Significantly, neither the County nor the restaurant owners contested two of the six issues that the Center argued on behalf of the petitioners.

Because the Hearings Board also found that the County’s decisions in the case “would substantially interfere” with three provisions of the state’s Growth Management Act, it capped its ruling with a formal finding of “invalidity.” This last ruling was accompanied with a detailed order and timeline for the County to come into compliance.

“It is significant that the Board ruled in our favor on all six legal issues,” said Rick Eichstaedt, the CFJ attorney representing the neighbors and the Neighborhood Alliance. “This decision makes it clear that the County must analyze the environmental impacts of its actions when it amends its comprehensive plan and zoning ordinance, and that it can’t defer until a development proposal is submitted. It also affirms that urban development, such as commercial business, are supposed to be the exception and not the rule in rural areas outside the Urban Growth Boundary. By using the finding of invalidity, the Board sent a clear message that the County’s actions violated the fundamental goals of the state’s Growth Management Act.”

The tone and sweep of the Hearings Board’s ruling is strikingly similar to its rulings in 2005 and 2006 when it found that the County had unlawfully allowed expansions of its urban growth areas to accommodate developers on the Five Mile Prairie and in the Palisades area west of Spokane. Our story about those decisions can be found here. The Center represented petitioners in Five Mile and Palisades cases as well.

Another key factor in the Hearings Board’s decision in the McGlades case is the fact that the restaurant is located in a critical aquifer recharge area (CARA) “with a rating of high susceptibility. What that meant, the Hearings Board ruled, is that the County needed to exercise special care in evaluating how allowing commercial development in the area could ultimately affect groundwater. And it hadn’t done so.

Given the inadequacy of the environmental review, the Hearings Board found, “the County failed to (sic) its duty to protect a designated critical area or, at the very minimum, use best available science to determine future impacts to the CARA from the increased septic effluent and stormwater runoff from an expansion of the business.”

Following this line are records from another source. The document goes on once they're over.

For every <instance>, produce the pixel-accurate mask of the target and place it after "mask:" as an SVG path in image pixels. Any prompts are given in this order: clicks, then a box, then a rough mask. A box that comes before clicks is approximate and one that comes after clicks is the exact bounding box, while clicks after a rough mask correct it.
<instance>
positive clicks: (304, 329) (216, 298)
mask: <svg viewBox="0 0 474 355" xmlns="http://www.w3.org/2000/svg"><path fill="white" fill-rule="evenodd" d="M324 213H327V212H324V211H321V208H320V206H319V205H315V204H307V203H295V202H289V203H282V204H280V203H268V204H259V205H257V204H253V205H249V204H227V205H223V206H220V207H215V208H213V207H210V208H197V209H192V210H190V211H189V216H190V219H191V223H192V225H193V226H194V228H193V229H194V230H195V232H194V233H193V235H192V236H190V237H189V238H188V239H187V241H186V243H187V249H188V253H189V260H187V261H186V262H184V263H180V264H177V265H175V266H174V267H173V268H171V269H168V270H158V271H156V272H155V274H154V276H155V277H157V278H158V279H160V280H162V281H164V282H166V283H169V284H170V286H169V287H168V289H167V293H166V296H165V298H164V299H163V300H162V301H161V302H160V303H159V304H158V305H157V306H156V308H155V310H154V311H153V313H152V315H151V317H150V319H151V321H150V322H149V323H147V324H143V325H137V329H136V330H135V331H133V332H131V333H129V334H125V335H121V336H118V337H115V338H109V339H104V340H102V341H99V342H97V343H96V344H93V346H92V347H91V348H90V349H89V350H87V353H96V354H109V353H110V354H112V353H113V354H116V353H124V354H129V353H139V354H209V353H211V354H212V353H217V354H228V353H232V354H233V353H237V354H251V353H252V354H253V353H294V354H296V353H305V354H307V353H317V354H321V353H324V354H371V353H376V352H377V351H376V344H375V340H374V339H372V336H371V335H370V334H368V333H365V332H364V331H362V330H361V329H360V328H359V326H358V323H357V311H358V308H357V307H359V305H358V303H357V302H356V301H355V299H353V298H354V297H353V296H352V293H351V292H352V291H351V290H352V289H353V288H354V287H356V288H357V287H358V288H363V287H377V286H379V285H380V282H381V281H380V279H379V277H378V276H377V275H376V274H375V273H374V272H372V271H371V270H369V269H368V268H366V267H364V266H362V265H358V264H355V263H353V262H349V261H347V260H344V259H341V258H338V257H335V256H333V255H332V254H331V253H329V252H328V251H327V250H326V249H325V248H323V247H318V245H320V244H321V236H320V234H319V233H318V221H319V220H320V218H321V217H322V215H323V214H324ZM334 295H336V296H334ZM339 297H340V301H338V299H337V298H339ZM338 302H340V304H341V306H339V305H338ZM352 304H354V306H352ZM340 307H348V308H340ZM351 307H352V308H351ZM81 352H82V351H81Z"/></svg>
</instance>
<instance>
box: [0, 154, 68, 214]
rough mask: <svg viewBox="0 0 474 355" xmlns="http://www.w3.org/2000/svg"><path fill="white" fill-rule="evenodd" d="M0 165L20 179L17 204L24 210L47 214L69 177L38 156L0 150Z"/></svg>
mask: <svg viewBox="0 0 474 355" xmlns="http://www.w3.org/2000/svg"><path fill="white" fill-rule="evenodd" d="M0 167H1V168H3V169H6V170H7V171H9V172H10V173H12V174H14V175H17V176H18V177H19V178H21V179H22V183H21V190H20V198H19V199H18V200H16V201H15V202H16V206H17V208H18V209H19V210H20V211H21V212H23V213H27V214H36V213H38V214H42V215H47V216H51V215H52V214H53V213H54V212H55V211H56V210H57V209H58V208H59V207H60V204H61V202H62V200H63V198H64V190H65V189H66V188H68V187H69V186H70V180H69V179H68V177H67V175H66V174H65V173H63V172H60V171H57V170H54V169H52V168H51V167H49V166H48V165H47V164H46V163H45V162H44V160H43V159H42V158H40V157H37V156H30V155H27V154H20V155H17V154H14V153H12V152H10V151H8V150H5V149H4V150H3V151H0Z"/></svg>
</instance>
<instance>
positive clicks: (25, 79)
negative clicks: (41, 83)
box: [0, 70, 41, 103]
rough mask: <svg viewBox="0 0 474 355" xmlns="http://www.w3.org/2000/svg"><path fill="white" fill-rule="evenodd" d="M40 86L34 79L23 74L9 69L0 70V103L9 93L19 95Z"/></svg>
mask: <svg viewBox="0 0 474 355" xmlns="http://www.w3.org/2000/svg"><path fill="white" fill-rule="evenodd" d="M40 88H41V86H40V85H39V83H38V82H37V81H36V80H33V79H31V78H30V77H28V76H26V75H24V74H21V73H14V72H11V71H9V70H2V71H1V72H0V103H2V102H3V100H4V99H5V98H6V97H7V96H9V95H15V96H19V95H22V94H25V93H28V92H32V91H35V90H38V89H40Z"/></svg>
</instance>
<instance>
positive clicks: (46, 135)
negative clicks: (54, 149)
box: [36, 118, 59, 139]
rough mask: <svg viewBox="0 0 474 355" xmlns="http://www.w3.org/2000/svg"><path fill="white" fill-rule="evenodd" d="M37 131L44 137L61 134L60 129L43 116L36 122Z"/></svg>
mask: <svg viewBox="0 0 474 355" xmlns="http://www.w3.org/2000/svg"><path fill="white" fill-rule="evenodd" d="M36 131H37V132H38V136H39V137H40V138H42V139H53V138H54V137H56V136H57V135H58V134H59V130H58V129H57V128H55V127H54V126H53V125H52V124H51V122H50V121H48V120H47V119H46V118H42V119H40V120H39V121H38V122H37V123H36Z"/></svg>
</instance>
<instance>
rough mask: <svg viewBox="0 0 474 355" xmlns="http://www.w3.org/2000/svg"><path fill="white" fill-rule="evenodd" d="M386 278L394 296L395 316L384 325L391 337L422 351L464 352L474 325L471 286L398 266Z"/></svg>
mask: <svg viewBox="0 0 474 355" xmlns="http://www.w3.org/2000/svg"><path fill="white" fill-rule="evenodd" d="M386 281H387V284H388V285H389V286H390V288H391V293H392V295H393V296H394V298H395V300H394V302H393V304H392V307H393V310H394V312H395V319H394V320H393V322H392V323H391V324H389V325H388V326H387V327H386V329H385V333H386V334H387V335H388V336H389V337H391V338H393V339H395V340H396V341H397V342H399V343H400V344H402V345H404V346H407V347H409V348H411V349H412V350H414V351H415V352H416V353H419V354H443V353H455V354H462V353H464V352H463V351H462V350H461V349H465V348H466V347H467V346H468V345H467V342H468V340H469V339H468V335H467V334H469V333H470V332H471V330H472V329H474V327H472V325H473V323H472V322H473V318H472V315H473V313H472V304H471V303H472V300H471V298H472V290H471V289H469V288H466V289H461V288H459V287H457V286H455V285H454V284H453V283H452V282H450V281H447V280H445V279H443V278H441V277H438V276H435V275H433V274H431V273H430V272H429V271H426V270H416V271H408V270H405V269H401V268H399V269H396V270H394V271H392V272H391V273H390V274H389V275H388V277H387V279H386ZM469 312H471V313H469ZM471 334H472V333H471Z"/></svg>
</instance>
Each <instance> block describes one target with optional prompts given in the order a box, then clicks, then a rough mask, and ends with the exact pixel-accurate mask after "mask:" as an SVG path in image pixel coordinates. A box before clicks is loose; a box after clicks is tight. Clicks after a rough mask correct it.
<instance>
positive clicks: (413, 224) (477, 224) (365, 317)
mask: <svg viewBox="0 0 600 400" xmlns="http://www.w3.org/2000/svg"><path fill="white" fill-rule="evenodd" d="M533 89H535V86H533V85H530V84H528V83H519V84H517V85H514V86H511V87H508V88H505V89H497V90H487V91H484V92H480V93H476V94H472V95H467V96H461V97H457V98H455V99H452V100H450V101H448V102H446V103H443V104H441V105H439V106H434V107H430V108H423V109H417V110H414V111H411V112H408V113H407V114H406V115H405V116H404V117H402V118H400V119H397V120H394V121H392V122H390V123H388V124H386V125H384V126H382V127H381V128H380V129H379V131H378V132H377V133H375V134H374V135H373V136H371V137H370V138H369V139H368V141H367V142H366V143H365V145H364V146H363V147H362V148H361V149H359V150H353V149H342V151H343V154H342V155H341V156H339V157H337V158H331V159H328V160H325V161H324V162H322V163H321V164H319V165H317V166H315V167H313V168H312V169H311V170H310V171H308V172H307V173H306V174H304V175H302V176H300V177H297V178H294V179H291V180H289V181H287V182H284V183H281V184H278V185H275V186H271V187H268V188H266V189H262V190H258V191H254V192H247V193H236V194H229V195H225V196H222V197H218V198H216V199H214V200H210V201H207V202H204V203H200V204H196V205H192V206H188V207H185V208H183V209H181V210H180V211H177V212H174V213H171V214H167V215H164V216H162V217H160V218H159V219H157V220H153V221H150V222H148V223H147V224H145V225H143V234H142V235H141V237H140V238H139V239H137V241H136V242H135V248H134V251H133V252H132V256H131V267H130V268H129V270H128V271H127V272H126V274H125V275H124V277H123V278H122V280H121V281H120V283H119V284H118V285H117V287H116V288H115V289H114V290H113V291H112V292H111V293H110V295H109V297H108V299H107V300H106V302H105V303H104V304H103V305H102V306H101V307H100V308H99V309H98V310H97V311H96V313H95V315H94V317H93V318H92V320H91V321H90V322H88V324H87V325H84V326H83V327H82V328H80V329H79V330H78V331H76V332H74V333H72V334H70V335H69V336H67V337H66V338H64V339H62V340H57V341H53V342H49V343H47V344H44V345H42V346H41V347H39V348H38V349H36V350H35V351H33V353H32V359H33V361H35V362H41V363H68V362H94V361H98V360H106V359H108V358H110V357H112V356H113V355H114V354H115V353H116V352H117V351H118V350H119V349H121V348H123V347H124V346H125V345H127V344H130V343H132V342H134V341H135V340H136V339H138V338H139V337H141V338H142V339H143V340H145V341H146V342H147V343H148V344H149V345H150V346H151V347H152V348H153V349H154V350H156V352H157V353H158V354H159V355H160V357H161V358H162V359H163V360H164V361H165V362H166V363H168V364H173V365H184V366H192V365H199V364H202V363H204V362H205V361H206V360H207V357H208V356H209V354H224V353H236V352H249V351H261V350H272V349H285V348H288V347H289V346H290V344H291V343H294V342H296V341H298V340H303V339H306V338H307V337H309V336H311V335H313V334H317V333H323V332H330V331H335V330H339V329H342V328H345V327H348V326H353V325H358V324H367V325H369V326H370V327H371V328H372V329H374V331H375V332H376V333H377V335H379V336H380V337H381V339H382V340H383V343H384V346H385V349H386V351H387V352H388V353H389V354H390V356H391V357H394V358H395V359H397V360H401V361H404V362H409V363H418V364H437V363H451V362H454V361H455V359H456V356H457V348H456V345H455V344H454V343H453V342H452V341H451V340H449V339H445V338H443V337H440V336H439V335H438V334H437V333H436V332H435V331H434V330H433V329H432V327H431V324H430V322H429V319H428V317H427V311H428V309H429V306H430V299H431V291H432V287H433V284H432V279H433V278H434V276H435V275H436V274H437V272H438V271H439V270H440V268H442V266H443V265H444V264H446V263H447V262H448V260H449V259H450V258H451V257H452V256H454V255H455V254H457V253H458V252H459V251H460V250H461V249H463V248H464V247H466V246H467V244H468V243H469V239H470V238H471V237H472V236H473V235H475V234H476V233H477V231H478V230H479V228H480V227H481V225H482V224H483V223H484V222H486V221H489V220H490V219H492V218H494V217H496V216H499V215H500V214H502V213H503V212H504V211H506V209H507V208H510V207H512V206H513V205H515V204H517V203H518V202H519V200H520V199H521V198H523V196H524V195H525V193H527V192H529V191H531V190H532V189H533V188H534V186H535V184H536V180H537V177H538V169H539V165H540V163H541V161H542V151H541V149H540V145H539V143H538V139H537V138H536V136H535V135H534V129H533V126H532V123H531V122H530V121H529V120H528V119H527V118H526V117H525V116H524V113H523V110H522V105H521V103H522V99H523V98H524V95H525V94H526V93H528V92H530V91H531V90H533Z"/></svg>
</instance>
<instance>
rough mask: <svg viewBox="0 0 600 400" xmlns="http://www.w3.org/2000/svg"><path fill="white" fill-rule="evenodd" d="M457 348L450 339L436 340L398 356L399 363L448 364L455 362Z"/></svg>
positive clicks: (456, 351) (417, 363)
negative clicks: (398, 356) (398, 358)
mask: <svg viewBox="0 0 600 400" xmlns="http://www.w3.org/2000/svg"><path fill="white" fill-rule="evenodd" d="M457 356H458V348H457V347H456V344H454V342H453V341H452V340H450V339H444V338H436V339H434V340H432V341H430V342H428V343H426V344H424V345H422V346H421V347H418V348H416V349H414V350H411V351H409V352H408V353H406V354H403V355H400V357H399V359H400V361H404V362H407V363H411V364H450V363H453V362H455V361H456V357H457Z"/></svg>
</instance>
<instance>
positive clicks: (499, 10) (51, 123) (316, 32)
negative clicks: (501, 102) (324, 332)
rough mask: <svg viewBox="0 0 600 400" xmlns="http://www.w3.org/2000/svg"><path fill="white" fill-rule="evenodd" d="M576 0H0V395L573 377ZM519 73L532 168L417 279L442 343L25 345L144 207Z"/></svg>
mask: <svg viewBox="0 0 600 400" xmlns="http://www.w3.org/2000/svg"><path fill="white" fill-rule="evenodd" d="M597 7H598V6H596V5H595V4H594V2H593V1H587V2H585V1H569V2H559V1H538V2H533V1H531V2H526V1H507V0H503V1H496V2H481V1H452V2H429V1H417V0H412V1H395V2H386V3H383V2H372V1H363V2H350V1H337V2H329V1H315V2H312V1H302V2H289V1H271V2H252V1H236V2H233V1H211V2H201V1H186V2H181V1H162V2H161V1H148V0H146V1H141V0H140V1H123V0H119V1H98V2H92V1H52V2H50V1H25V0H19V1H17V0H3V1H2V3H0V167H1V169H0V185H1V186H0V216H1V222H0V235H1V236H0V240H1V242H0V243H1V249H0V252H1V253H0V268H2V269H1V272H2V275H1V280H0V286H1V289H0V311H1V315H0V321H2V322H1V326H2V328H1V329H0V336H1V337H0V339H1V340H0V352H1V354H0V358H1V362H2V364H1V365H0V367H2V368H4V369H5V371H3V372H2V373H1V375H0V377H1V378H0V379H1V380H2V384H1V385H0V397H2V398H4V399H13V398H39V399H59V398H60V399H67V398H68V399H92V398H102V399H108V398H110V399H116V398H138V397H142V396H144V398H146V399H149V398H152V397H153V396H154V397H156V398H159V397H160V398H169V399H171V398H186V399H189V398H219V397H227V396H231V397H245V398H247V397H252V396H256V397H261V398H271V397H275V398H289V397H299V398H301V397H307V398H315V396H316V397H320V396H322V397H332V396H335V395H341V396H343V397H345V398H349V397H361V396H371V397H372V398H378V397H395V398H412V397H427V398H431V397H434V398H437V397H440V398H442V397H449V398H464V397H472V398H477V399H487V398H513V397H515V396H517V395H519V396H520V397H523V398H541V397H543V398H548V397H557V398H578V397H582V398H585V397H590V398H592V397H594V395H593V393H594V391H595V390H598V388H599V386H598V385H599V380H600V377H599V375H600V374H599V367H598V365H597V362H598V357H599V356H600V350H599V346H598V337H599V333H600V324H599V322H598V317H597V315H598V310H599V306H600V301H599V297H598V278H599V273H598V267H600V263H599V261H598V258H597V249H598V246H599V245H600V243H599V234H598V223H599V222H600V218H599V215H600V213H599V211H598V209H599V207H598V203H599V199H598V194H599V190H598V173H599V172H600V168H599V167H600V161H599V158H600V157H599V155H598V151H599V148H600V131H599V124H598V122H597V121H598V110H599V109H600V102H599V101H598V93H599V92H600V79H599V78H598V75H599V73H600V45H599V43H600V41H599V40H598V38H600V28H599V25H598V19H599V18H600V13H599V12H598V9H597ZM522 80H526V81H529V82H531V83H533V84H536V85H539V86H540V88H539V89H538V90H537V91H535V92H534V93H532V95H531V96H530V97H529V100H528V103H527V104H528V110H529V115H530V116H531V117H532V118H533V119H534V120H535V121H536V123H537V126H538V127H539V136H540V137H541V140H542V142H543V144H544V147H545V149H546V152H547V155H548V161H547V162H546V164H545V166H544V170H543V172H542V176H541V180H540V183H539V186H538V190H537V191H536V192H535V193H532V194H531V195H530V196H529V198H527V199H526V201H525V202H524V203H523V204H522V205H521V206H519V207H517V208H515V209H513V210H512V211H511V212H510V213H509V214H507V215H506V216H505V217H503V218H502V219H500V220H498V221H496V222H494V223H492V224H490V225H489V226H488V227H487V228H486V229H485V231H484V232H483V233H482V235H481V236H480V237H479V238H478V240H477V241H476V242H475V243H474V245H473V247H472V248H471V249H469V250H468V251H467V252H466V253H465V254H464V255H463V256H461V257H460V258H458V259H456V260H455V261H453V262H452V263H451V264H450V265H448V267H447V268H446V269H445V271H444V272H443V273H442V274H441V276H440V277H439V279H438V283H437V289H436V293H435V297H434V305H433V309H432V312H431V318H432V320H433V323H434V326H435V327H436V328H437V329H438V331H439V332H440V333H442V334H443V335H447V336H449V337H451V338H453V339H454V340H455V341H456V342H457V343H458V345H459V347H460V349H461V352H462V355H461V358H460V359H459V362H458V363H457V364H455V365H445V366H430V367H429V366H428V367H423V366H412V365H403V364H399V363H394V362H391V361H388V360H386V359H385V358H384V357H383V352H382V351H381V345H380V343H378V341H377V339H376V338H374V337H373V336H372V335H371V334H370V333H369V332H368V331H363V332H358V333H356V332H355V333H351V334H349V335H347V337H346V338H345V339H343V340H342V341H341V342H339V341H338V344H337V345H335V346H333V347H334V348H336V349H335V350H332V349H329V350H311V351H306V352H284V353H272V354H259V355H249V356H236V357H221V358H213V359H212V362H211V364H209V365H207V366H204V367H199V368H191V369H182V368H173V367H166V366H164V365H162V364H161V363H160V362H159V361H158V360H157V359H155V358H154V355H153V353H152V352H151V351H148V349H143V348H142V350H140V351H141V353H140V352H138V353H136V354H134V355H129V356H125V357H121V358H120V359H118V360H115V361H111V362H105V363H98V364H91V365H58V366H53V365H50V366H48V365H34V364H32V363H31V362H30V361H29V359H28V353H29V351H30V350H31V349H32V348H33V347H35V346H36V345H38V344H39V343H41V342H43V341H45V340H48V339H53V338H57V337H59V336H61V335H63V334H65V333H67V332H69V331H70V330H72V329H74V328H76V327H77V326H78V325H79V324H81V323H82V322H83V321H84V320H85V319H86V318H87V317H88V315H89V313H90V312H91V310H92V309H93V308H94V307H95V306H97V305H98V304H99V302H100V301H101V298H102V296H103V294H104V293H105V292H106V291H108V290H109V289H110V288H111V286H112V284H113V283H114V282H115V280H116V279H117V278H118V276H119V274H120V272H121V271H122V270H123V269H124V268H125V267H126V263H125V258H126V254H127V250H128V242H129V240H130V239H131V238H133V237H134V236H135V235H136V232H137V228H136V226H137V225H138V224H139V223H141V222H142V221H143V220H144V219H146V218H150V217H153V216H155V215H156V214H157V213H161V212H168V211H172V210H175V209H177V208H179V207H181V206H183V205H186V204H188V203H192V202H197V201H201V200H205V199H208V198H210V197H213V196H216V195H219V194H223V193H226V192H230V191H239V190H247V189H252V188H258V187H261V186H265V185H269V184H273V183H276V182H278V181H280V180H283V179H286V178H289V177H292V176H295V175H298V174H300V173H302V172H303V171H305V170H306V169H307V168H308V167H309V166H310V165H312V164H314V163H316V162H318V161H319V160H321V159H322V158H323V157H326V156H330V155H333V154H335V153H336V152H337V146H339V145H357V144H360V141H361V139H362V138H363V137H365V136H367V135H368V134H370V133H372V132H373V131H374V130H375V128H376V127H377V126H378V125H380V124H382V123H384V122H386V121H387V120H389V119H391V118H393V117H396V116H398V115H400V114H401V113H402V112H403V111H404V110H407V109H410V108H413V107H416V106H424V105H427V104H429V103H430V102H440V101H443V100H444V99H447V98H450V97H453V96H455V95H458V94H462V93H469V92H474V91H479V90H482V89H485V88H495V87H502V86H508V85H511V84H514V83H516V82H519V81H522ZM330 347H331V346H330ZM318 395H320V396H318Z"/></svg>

“It is unfortunate that citizens must take legal action against the County to ensure that it follows the law and its own comprehensive plan,” said Eichstaedt. “The good news is that the Board’s decision will make sure that proper SEPA analysis is considered prior to making significant comprehensive plan and rezone decisions. This is a problem not only with Spokane County, but we have seen it in the City of Spokane’s decision to approve the Southgate big box stores. This decision certainly will be helpful in the Center’s appeal of that decision.”